Crêpes salées

– Qu’est-ce que tu as? Tu en fais une grimace… Tu n’aimes pas? »

– Si, si, c’est juste… un peu salé... »

– Et? T’aimes pas? »

« De quoi se mêlait-elle, se disait-il, c’est juste un peu plus salé que d’habitude, pourquoi faut-il qu’elle vienne encore me chercher là-dessus? »

« Qu’est-ce qu’il fricote encore? Toujours à râler, à trouver trop ceci, trop cela... », pensait-elle de son côté. Elle ne voulait pas l’admettre mais elle aussi avait trouvé un peu trop salée sa propre crêpe… au caramel. Sans doute un caramel aux trois sels de mer de Guérande des sept bonheurs, cueilli à la pleine lune avec la main droite, se moqua-t-elle in petto.

À la table d’à côté, un homme seul, absorbé dans ses pensées, mangeait lentement. Rien sur son visage ne trahissait ses réflexions. Portaient-elles d’ailleurs sur l’équilibre du monde, le sens de la vie, ses enfants, son emploi du temps, ses vacances, ses amours? Il dégustait lentement un dessert – une gaufre maison au chocolat noir – et à chaque bouchée, tandis que se répandait dans sa bouche les arômes de la pâtisserie, il observait monter une certaine émotion sans en déceler complètement la cause.

Plus près de la porte, deux jeunes femmes buvaient leur café en riant. Elles semblaient s’être retrouvées depuis peu et souriaient constamment tout en entrecoupant leur dialogue de rires un peu énervés presque forcés. Jusqu’au moment où l’une d’elle éclata de rire quand sa complice évoqua le goût de salé de son propre café. À peine sorties de leur long fou-rire étouffé, elles se relançaient l’une l’autre en tirant la langue pour marquer en exagérant leur goût étrange de leur boisson…

Plusieurs clients semblaient, chacun de son côté, sentir que quelque chose était différent : les habitués identifiaient plus ou moins cette différence, les nouveaux s’interrogeaient ou non sur l’impression que leur laissait leur langue, mais tous, peu à peu, se rendaient compte que leur plat, quelqu’il soit, était plus salé que la normale, plus salé que d’habitude, trop salé, quoi.

Même certains serveurs commençaient à sentir dans les mouvements aux tables qu’il y avait quelque chose d’inhabituel dans l’air et se tenaient sur leurs gardes pour intervenir et répondre avec sourire et efficacité aux éventuelles demandes des clients attablés.

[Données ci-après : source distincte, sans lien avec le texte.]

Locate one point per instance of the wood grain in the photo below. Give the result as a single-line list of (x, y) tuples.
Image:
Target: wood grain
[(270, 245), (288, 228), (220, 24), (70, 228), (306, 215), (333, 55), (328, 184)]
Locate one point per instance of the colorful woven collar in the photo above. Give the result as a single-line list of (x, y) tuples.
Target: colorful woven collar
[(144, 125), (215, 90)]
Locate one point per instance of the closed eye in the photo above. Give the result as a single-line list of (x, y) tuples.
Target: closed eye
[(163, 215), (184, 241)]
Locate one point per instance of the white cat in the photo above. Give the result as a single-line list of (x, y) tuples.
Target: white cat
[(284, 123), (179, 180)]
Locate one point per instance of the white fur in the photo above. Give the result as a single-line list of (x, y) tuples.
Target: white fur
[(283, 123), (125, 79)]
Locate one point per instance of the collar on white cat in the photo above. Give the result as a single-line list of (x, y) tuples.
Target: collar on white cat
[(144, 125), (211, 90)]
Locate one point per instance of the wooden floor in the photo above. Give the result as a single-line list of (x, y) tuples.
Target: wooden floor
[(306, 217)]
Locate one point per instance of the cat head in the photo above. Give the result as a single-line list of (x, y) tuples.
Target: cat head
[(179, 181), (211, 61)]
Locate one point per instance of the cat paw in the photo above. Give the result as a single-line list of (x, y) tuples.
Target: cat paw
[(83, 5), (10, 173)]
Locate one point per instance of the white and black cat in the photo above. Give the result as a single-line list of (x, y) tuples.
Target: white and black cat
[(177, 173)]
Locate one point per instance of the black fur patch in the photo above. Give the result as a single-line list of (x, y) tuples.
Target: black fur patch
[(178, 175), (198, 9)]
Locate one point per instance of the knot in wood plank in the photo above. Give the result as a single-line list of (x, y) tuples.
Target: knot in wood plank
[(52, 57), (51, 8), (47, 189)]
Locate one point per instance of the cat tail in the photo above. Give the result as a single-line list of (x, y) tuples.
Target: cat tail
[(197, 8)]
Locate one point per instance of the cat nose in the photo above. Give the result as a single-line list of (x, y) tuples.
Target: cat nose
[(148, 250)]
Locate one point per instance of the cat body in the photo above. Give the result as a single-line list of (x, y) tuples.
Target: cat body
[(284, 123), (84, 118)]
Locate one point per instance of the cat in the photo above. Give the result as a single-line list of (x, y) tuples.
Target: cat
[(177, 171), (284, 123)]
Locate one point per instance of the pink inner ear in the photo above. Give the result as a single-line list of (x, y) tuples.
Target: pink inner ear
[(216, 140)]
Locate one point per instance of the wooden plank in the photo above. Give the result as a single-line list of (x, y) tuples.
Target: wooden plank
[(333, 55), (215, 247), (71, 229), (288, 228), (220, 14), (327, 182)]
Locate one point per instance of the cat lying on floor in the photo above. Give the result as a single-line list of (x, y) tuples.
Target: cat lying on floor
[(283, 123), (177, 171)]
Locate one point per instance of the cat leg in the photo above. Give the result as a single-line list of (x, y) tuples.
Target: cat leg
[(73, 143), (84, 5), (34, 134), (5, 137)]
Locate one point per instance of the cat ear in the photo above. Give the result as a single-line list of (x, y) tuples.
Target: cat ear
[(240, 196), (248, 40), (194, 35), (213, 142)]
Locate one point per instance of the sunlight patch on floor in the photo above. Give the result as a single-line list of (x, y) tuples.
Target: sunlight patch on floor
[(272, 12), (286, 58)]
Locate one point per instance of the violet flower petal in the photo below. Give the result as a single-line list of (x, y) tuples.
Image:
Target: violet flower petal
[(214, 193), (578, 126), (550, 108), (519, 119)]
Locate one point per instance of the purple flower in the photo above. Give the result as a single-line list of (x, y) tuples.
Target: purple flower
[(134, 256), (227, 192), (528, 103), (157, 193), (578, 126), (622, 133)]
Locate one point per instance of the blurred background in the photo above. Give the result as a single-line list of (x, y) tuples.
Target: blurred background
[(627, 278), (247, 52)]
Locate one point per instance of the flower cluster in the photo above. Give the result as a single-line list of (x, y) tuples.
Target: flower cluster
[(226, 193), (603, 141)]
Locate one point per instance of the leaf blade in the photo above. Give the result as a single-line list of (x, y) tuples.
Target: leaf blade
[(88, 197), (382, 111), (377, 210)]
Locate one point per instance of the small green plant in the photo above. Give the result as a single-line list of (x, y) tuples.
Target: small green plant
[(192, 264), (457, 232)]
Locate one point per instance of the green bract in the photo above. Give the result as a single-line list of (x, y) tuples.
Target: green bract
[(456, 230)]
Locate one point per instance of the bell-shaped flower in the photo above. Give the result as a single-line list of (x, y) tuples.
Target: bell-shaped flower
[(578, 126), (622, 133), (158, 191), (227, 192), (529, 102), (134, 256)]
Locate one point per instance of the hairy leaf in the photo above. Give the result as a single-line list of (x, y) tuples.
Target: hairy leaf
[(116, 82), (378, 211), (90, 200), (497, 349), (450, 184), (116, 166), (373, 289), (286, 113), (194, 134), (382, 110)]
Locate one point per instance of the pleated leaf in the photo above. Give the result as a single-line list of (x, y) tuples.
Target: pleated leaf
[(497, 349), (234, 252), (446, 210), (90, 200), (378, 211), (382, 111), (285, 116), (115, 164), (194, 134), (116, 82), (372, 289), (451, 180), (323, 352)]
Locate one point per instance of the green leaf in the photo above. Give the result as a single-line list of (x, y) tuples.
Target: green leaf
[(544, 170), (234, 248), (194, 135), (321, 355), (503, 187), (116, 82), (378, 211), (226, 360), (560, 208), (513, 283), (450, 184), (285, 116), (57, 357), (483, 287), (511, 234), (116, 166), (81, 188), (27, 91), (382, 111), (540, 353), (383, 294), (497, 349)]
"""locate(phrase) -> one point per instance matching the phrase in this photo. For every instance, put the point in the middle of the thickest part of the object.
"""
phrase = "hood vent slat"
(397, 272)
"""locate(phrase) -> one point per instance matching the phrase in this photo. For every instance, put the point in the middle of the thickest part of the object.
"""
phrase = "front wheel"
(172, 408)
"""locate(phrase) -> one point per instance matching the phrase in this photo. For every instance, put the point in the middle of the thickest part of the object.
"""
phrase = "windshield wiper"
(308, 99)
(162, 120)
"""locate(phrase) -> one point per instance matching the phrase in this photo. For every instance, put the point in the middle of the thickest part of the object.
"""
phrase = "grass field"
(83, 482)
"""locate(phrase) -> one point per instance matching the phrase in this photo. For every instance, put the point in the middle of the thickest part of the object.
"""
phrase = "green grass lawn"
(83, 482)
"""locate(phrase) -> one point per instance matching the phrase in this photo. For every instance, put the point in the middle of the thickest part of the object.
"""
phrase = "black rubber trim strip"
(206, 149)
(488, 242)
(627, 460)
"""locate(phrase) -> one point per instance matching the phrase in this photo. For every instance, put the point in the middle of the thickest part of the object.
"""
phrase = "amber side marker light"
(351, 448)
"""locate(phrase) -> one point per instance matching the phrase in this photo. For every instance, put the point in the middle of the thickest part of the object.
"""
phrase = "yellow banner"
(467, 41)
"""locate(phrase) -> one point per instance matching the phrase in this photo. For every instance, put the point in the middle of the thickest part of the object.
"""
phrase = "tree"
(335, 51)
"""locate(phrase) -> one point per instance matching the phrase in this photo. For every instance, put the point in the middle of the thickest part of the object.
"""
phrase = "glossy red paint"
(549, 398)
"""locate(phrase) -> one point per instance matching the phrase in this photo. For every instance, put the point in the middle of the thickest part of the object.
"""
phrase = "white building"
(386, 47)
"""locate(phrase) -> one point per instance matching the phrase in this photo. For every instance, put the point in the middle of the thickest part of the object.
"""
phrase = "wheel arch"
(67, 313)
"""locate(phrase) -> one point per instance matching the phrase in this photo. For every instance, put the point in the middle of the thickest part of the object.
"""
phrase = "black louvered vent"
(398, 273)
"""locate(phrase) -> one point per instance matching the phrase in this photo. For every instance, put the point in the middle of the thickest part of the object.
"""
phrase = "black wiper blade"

Par acquis de conscience, sans trop savoir pourquoi, l’un d’eux retourna en cuisine. Il n’y trouva rien d’inhabituel : la jeune et jolie cuisinière qui y officiait depuis plusieurs semaines était affairée un peu plus loin à préparer des poches de fromage pour le coup de feu du soir. Il observa un instant, vue de dos, sa toque rythmant les mouvements de sa tête et revint se poster en salle dans l’attente d’une possible demande de clients.

L’homme seul continuait à manger, son carnet près de son assiette, sur lequel il semblait écrire assez rapidement, tandis qu'il focalisait son regard sur chacune des tables autour de lui. Des conversations avaient repris, portant sur le sel, la mer, ou bien ayant complètement oublié le goût identifié, pour se porter sur d’autres sujets. Certaines assiettes restaient inachevées, beaucoup de verres d’eau se vidaient, remplis par les serveurs contents d’être utiles après cette légère impression d’inquiétude…

L’homme écrivait toujours. Il contait l’histoire d’une jeune femme dont il vantait avec admiration les qualités créatives, le courage, la détermination tout autant que l’élégance, la sensibilité et l'appétit de vivre, de tout connaître, de tout embrasser. Il racontait comment elle osait et apprenait à écrire : des textes, un début de roman, un autre, un journal, des chansons aussi, ainsi que leur musique, et qu’elle voulait chanter en plus. Il décrivait la subtilité des textes, de leur poésie, de leur équilibre instable, d’où naissait leur magie et l’attirance qu’il avait pour elle.

Il racontait la fragilité et la force qui émanaient d’elle ainsi que, jouant sur ces contrastes, le grand écart entre sa boulimie de vie et sa difficulté à accepter de se cantonner à prendre et tenir une place dans la société, son petit boulot alimentaire d’employée aux cuisines, la pression qui pesait sur ses épaules, pression née de la peur de perdre son temps, de perdre sa vie à la gagner, pression de répondre aux exigences des clients, sans place à la créativité, à l'invention. Elle était cuisinière, épuisée par ses heures de travail, pleurant au fond de sa cuisine – juste à côté – de lourdes larmes… salées.